Is $B(t-1)$ an Ito process?

Question

Let $I(\cdot)$ be an indicator, and $B_{t}$ be an 1-dim standard Brownian motion in a nice filtered probability space $(\Omega, \mathcal{F}, P, \mathcal{F}_{t})$. We consider a random process $$Y_{t} = I(t\ge 1) B_{t-1}.$$ Obviously, $Y$ is an $\mathcal F_{t}$-adapted process with finite quadratic variation $\langle Y \rangle_{t} = (t-1) I(t\ge 1)$.

[Q1.] Is it a Ito process, i.e. there exists a representation of the form $$Y_{t} = \int_{0}^{t} b_{s}ds + \sigma_{s}d B_{s}, \quad \forall t\ge 0$$ for some $\mathcal F_t$-adapted processes $b$ and $\sigma$?

[Q2.] If No for [Q1.], then is it semi-martingale?

[Q3.] If the answers for the above are both NO, then it gives an example of finite QV which is not semi-martingale. Is there any other such an example which belongs to QV but not in semi-martingale?

Answer 1

Note that for fixed $t_0$, we have by the martingale representation theorem that

$$Y_{t_0} = \int_0^{t_0} I\bigl( s \in [0,t_0-1) \bigr) \, dB_s.$$

In particular that for $t_0\leq 1$ the indicator yields $0$ trivially.
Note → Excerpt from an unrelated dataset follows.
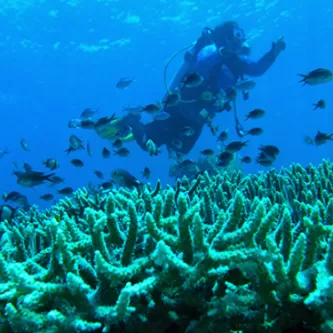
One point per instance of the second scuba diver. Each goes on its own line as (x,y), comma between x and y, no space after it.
(221,57)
However, if we want to consider the process $(Y_t)$, then the integrand $I\bigl( s \in [0,t-1) \bigr)$ is not progressively measurable in the Brownian filtration (i.e. not measurable w.r.t. the $\sigma$-field $\mathcal{B}([0,s]) \otimes \mathcal{F}_s$). Thus it is not an Ito process and also not a semi-martingale as the martingale representation is unique. This answers [Q1] and [Q2].

As for [Q3], one classical example for a process with finite quadratic variation that is not a semimartingale is fractional Brownian motion with Hurst-parameter $h<1/2$. (It has even quadratic variation constant $0$).

Answer 2

Let $\sigma_t=I(t\ge 1)$ and $b_t=0$ for all $t$. So $\sigma_t$ and $b_t$ are deterministic and certainly predictable, adapted, and integrable. Then the Ito process $$ \int_0^t b_d\,ds + \sigma_s\,dB_s = \int_0^t I(s\ge 1)\,dB_s = I(t\ge 1)(B_t-B_1) $$ is identically distributed (but not identical) with your process $I(t\ge 1)B_{t-1}$.